Four SMs form what is known as a Graphics Processing Cluster (GPC), and NVIDIA drops the GTX 465's complement from four to three - enough for 12 working SMs. GeForce GTX 465, however, keeps the clocks at a GTX470-matching 607MHz/1,215MHz. The end result is computational performance which is over 20 per cent lower than GTX 470's.
Memory-bandwidth snip
Another obvious snip comes in the form of lower memory bandwidth. NVIDIA accomplishes this in two ways. Firstly, the effective memory speed is reduced by four per cent or so, down from 3,348MHz to 3,206MHz. This reduction is coupled with the use of a narrower memory-bus, down from 320-bits to 256-bits - or, pragmatically, a removal of a 64-bit memory partition. Combine the two together and the GTX 465's potential memory-bandwidth is reduced from 133.9GB/s to 102.6GB/s.
ROP reduction
A narrower memory-bus means fewer raster backends (ROPs), dropping from 40 on the GTX 470 to 32 on the new GPU. ROP performance predicates the gigapixel/s throughput and, more importantly, the general effectiveness of running anisotropic filtering and antialiasing. Ceteris paribus, the lower the ROPs/memory bandwidth, the lower the IQ performance, especially at high resolutions.
Probable performance
The numbers suggest that GeForce GTX 465 will provide around 80 per cent of the performance exhibited by the GTX 470. Our previous numbers show that GTX 470 offers some 10 per cent extra performance over ATI's HD 5850 GPU when evaluated over five games, so the GTX 465 vs.

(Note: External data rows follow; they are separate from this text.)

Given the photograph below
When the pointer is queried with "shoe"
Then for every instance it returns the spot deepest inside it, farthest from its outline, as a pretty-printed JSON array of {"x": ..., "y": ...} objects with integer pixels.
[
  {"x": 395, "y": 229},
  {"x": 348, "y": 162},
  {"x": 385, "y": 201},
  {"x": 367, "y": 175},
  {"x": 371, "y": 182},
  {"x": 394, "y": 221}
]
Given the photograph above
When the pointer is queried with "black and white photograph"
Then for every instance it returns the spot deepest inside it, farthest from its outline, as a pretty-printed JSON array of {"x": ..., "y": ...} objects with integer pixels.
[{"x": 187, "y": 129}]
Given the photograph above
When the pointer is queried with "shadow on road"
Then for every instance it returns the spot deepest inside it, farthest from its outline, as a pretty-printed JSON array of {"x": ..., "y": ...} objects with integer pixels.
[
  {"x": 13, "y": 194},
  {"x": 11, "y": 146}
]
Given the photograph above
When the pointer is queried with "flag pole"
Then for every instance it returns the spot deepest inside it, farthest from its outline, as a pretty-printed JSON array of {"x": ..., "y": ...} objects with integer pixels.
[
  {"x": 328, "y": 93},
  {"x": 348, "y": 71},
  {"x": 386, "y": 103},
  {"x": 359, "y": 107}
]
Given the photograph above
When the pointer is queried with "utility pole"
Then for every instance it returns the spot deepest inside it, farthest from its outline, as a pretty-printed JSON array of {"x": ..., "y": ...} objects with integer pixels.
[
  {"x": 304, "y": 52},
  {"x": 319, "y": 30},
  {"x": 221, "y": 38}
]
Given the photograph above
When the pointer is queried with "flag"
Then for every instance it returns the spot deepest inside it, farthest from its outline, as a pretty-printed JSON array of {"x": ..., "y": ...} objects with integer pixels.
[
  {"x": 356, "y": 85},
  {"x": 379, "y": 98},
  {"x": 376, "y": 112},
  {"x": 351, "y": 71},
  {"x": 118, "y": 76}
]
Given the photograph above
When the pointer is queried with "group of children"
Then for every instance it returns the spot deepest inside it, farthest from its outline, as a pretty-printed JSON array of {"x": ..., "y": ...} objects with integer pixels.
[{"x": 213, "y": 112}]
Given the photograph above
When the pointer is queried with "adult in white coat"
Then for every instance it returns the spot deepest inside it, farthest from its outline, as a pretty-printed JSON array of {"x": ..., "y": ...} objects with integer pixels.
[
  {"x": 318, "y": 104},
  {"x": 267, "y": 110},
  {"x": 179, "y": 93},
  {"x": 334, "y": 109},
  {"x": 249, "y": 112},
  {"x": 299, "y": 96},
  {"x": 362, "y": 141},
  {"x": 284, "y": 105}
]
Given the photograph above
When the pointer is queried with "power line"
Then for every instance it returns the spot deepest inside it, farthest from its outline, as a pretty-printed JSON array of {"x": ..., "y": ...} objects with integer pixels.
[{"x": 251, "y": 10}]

Radeon HD 5850 fight will be interesting, particularly as both are priced at similar levels.
Summary
NVIDIA's harvested the big GTX 400-series die for all it's worth with the GTX 465. Snipping performance-enhancing features across the board, NVIDIA is enabling partners to produce retail cards that will compete against the Radeon HD 5850 on an equal price footing.